Kids will form their opinion of the church on how they treat their parents. I recently heard this quote, based on the Orange Philosophy. Can this be true? How does the church treat parents? Does it really have any bearing?
I have many memories of the church as a child, though my memories are tilted towards being a preacher’s kid.
I remember the church loving us! People always brought Christmas gifts and other surprises. I remember our family of six eating at Cracker Barrel and our whole bill being paid by a church member who left just before us. I remember people being around and talking and visiting. I remember my dad hanging around with other pastors, talking, laughing and telling stories. I was in a kids choir my mom led and people seemed to like it and her. I also remember many times when people would tell me how much they appreciated my parents. People still do that today.

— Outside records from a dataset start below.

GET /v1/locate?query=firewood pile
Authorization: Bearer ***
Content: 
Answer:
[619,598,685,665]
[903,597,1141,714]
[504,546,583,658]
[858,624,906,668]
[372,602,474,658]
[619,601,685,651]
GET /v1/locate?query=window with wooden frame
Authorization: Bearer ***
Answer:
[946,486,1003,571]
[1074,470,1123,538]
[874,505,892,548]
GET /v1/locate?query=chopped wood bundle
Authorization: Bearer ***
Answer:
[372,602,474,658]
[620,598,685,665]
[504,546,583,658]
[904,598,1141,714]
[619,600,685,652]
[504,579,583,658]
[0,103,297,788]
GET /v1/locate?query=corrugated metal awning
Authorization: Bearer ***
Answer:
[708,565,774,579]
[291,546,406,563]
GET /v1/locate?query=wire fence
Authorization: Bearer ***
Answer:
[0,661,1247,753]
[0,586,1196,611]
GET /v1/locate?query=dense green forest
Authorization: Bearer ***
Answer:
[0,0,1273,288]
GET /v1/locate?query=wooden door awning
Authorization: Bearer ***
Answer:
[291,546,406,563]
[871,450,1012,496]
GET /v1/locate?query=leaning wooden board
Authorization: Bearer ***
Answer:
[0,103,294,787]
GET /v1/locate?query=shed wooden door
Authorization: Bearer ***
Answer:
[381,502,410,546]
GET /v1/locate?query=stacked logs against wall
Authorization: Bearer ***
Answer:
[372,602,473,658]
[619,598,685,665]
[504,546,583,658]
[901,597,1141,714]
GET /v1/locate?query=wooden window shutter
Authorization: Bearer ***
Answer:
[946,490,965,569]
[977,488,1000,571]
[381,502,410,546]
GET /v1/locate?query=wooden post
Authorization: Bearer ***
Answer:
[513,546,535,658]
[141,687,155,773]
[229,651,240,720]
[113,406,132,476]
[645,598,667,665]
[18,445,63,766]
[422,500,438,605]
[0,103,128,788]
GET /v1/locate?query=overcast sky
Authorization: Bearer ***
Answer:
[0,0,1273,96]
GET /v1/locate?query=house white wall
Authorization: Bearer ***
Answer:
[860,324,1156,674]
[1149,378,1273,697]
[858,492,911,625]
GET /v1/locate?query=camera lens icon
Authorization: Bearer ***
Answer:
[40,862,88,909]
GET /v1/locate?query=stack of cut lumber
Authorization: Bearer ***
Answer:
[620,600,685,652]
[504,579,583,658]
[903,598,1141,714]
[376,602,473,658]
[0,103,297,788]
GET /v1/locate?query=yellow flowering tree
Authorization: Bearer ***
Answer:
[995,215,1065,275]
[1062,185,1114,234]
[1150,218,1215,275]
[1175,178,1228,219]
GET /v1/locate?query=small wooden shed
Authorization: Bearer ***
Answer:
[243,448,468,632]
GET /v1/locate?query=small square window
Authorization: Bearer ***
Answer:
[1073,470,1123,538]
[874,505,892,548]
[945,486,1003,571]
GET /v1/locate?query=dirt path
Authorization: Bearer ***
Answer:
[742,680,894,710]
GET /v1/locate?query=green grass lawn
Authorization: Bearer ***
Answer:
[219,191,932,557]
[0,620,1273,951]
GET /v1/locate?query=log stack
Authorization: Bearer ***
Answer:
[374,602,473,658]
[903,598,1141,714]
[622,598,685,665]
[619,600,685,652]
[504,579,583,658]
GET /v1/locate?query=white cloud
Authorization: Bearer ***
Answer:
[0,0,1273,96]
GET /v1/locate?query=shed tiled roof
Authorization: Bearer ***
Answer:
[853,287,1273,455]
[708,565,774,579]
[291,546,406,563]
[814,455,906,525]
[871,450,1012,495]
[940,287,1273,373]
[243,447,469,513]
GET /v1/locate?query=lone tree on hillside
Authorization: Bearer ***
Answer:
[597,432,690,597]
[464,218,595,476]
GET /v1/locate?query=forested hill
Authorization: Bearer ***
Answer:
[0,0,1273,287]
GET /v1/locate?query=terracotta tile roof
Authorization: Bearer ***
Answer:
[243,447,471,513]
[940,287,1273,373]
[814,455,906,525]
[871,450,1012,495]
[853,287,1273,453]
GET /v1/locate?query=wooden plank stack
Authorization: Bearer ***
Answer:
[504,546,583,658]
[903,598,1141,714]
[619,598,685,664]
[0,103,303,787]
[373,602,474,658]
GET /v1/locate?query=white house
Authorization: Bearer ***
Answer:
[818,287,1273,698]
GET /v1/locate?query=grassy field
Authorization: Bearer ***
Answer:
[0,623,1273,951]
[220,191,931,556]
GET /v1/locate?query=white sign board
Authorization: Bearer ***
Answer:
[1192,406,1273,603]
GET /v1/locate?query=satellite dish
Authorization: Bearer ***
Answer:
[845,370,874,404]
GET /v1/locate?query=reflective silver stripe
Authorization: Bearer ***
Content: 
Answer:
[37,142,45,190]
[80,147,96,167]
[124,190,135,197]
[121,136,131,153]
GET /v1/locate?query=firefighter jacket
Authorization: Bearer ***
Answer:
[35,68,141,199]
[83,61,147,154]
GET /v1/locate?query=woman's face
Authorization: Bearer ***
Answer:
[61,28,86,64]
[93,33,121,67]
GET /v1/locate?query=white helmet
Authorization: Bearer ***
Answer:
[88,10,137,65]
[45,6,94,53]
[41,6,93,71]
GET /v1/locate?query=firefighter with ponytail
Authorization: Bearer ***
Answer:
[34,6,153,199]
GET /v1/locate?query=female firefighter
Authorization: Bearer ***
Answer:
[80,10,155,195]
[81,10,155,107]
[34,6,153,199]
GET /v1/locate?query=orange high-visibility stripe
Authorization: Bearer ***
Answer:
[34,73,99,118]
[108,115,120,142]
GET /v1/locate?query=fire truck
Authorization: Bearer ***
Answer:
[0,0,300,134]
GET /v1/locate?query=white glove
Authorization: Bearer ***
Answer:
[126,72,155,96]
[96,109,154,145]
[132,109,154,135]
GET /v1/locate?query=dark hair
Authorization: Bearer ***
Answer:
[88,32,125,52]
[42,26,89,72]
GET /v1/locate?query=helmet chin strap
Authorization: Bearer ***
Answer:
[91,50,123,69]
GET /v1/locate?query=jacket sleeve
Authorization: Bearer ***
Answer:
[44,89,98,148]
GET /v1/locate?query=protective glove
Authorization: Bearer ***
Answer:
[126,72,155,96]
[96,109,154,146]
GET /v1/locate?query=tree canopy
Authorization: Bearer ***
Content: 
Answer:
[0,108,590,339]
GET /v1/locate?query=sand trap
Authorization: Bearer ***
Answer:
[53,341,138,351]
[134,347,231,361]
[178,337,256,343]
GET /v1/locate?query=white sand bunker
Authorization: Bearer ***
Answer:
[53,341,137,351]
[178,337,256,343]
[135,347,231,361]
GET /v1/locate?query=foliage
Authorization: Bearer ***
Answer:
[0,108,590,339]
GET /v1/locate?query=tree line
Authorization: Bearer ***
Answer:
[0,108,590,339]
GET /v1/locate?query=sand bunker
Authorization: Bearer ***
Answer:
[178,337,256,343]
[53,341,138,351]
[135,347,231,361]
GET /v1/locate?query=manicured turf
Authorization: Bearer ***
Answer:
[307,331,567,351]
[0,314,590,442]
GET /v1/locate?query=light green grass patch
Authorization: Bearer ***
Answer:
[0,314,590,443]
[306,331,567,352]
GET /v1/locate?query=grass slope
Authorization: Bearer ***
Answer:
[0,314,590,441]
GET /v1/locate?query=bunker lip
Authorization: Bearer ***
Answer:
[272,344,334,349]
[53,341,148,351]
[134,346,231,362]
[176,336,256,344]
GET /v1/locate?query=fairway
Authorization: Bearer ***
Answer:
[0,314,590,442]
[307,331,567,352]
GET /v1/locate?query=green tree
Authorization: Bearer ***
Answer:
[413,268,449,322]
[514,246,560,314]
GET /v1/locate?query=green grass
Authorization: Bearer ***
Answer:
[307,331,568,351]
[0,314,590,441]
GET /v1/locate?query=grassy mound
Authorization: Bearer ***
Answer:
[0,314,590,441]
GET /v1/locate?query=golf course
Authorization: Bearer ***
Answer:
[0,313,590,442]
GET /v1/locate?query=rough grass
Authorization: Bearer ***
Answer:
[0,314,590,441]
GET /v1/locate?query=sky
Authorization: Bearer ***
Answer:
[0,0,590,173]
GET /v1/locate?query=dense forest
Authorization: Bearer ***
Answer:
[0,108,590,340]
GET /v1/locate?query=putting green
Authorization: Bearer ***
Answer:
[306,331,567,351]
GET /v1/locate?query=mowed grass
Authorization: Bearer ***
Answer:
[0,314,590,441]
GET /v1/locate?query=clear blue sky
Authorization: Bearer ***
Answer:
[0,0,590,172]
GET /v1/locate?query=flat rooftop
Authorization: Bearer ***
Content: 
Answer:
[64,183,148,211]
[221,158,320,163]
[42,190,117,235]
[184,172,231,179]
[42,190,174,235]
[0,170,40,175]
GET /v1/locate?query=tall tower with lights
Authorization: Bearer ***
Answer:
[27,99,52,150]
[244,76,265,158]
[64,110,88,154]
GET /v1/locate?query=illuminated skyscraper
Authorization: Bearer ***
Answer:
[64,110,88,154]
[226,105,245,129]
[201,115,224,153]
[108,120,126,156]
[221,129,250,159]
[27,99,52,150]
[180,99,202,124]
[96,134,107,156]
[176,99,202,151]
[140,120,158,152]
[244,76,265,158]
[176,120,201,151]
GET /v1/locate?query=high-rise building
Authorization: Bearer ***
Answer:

Some of the biggest impact in my faith came from watching older high school students and young adults when I was young. They lived out their faith, they were at church faithfully, they served in ministry, the lived out faith in school and in life. They participated in ministry, hung out at church late in the evening, and were a part of ministry and community. People liked them and responded to them well. They also interacted well together.
As an adult serving in full time ministry, I know that there are also horror stories of families who become disengaged because of something someone said or some action that was taken. I’ve seen my fair share of falling outs and I have watched relational issues take a toll on families and churches.
The church is God’s tool, it’s inspired, but it’s not perfect. God works through us anyway.
As pastors and leaders there is something we can do: help kids experience the love of Jesus by how we treat and engage their parents and families in church. Are they connected in community? Supported in ministry? Encouraged in life?
Here are some things leaders can do:
Let Kids Know You Appreciate Their Parents
This can be as simple as just stating out loud how much you appreciate the child’s parents bringing them to church and being a part of the life of the church. “Tell you mom and dad, hi for me!”
Thank Families of Key Volunteers After Busy Seasons
I don’t do this all the time, but I have at times sent a note or gift card to the spouses and kids of a particular volunteer who has invested heavily during a big season at church! I just thank them for their commitment to the church and for their patience with lots of long hours during this special season.
Set Boundaries and Expectations for People in Ministry Leadership
Help leaders balance life and ministry by setting clear expectations and building a culture of boundaries. Leaders need natural breaks, they need to limit their service so they are able to not only serve in a ministry role, but also be faithful to attend worship and care for their own spiritual lives on a consistent basis.
Model Community with Your Leaders
Love the people in your church. Whatever your style – high fives, words of affirmation, hugs – model friendship and community with leaders in your church. Let their kids and families see their parent or family member being valued. Stay away from sarcasm. Kids don’t pick up on it like adults do – and it often gets taken wrong.
Pray for Your Families
Pray for the leaders and families in your church on a regular basis.
Provide Opportunities for Community, Connections and Friendships
Continue to build in times for connections, community and friendships for your leaders and parents in your church. This can be as simple as it needs to be, but put something together.
Even When They are Adults…
It doesn’t just have to be young parents. When adult children come “home” to worship, be sure to use those times to affirm your thankfulness for their parent’s connection, ministry and leadership. It might also work in reverse: when parents come to visit grown children in your church, treat their parents well. Affirm their kids. Let them know how much you love their families.
Take the High Road
There are times, even in the best ministry situations, people get their feathers ruffled. You and I can both tell some sad stories. No matter what, take the high road. Don’t badmouth people. Do your best to patch things up. Make the most of every opportunity to live at peace with people.